Hey there fopsicles
Well I just generated a 17,344 page document using FOP on Linux JDK1.3.1 with a 64Mb heap into PDF. I also tried processing a 34,688 page document but ran out of memory on page 33,287 (bummer!). I suspect that the OOM error is almost certainly due to the PDFRenderer keeping it's output in RAM, but that's OK by me for the moment. It looks easy enough to write the PDF on the fly though.
There were surprisingly few changes I made in order to get FOP to pipeline from when the </fo:page-sequence> is received. Of course, the code is a total hack, but I was just trying to see if I understood things properly and trying to prove the concept.
I intend to try this out on a more complex document tomorrow.
There does appear to be a requirement in Root.java where it looks to the successive page-sequence for some data to do with page numbering. The simple solution to this (IMHO) is to defer rendering of a page sequence until it's successor is also formatted. I believe this would be simple to implement.

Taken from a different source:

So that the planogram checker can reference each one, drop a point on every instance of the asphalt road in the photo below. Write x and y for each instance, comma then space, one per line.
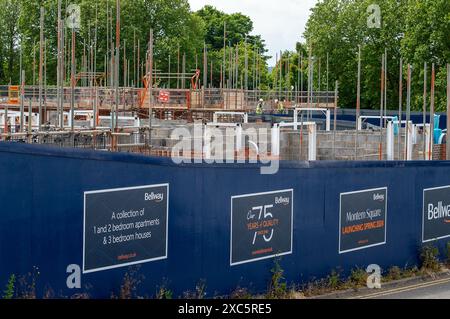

With regards to the IDReferences: I still don't know exactly what they are for, because I haven't even tried to look in the right places, but if I'm right, a given page-sequence might refer to objects in other page-sequences using an xml ID, or something. So I figure that the way to deal with this is to keep all unresolved references in a list in the PageSequence object, and defer rendering that page-sequence (and any subsequent page-sequences) until the reference list is resolved. Once again I think this is a straightforward change. It is not a perfect solution because e.g. a table of contents presumably uses this IDReferences table and that's normally going to be at the start of a document, so under this scheme we're back to square one. An alternative solution would be to force drivers to be able to write pages out-of-sequence, so for example only the contents page would be deferred until it's references are resolved. This gets the memory-consuming stuff out of FOP but means the drivers are harder to write (OTOH since most pages are just streams it would be trivial to write a helper class to deal with out-of-order pages and reassembly). That to me is a large change and I am not suggesting this course of action at this particular time, but maybe it's something to think about.
Anyway I intend to follow up on this work tomorrow, I would like to look at the ID references thing and stop talking out my bottom about it, and I would like to look at rendering much more complex documents to see if I've made too many assumptions.
Also I have only modified the PDF driver, I haven't even looked at the other ones yet. The changes to the PDF driver are very minor though.
I hope noone is offended by my work/writing on this stuff, I realise that FOP is experimental but the number of changes are surprisingly small and the results are just so cool. Memory use is significantly reduced for all cases where there is more than one page-sequence, and total time to render seems to be significantly reduced. If anyone is interested in a summary of the changes I made then drop me a line.